Before I go on let me say I still have hope for this product. The hardware is acceptable as it can take a hit (see video below), the app can (and needs to be) updated in the future, and I believe that all the hardware is there. That means with some updates, this little guy has some potential left in him and I haven’t given up hope.
So, onto my 1st test flight. I had to borrow a co-workers phone because they only have support for Android at the moment. DJI also had this issue during the launch of Lightbridge and the Inspire 1, as it takes a while to get apps translated from their written language on android into apple’s code format. After that the app needs to be reviewed and approved by Apple staff and that can cause more delay for the the app to arrive on time in the app store. The app interface isn’t the most beautiful, but is functional.
I checked that I had GPS, pressed record, and clicked the unlock button which starts idling the motors. I then slid the altitude slider up and the drone gained altitude. I thought it was going to hover in place using GPS although there was no option for a compass or GPS calibration, but it did not. It drifted to the left and backwards, according to the tilt of my phone unknown to me. I had GPS signal before I took off, and upon further testing the GPS went from all green to none after pressing record or switching form photo to video mode. Strange.
After finding out that GPS worked until I pressed record or switched modes I re-srtarted it to see GPS hold. The GPS worked slightly and the Onagofly had a hard time holding altitude. I hit record and as I suspected lost the GPS signal and had to pilot it in tilt mode.
On one demo flight (starting at 3:55 in video) the flight was going as well as it could. The tilt mode worked, but the drone had problems holding altitude and responding to my inputs in the app. I tried to bring it in to land and I suspect what happened is the drone lost control link with my phone and held the last control input which was to fly back towards me.
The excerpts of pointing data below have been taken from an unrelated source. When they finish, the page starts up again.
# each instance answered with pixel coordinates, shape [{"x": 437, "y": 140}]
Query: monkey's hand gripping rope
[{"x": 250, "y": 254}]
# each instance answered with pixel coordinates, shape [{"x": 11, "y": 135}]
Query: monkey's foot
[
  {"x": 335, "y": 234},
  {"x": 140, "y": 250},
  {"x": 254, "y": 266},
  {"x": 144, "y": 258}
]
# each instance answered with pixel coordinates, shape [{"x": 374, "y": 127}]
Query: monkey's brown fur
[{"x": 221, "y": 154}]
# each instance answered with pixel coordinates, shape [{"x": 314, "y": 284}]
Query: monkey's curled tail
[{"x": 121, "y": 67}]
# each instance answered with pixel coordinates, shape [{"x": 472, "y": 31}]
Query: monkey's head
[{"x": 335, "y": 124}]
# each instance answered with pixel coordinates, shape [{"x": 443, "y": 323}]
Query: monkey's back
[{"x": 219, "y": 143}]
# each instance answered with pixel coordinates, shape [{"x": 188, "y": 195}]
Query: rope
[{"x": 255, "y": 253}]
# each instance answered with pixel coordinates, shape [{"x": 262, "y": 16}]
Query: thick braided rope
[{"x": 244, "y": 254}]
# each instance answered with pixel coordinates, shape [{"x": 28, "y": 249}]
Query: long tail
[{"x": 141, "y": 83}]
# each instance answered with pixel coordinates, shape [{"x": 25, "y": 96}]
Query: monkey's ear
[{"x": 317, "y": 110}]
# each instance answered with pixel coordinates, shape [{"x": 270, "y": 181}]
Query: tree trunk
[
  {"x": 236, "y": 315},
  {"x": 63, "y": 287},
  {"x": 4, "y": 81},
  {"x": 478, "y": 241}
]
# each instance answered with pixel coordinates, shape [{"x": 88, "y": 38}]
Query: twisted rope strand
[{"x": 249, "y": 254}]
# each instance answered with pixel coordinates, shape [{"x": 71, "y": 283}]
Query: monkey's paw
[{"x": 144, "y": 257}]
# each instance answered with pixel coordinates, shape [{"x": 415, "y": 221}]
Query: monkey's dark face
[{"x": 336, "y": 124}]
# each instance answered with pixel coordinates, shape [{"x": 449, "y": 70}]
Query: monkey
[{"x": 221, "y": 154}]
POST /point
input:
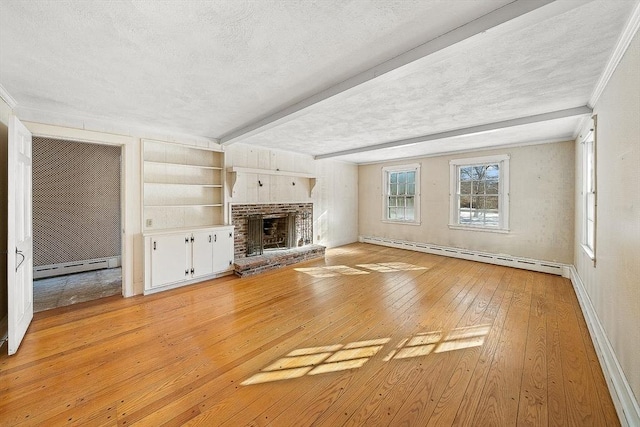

It kept going and ended up smashing into a building. Thankfully nothing broke, not even one prop.
All in all, the Onagofly has the potential to be a cool product. What it will take or how long it will take to get there is another question. I would rather crowd funding campaigns promise a deliver date later than they think, and deliver earlier. This would give a little more time for development and testing to make sure that the product works as promised.
Does it work as promised? No. The drone has GPS problems, it is not consumer-friendly (yet) and even though I wasn’t expecting it at all, they advertised perfectly steady shots which general consumers who backed the product are expecting. The GPS issues should be able to be fixed in a firmware update to make the drone usable. How would I use the Onagofly in real life? Once the flight control is taken care of I would use Onagofly only for still photos. It’s small enough to fit in the small pocket of a backpack and would be easy to keep with me at all times.
If you’re interested in the Onagofly I would suggest waiting on purchasing it. They haven’t finished shipping to their backers yet, and don’t expect to until the middle or end of march. I would wait and see if they release a timely fix for the GPS hold issues and lack of sensor calibrations. The Onagofly is retailing for $259 and can be ordered on their IndieGoGo campaign page.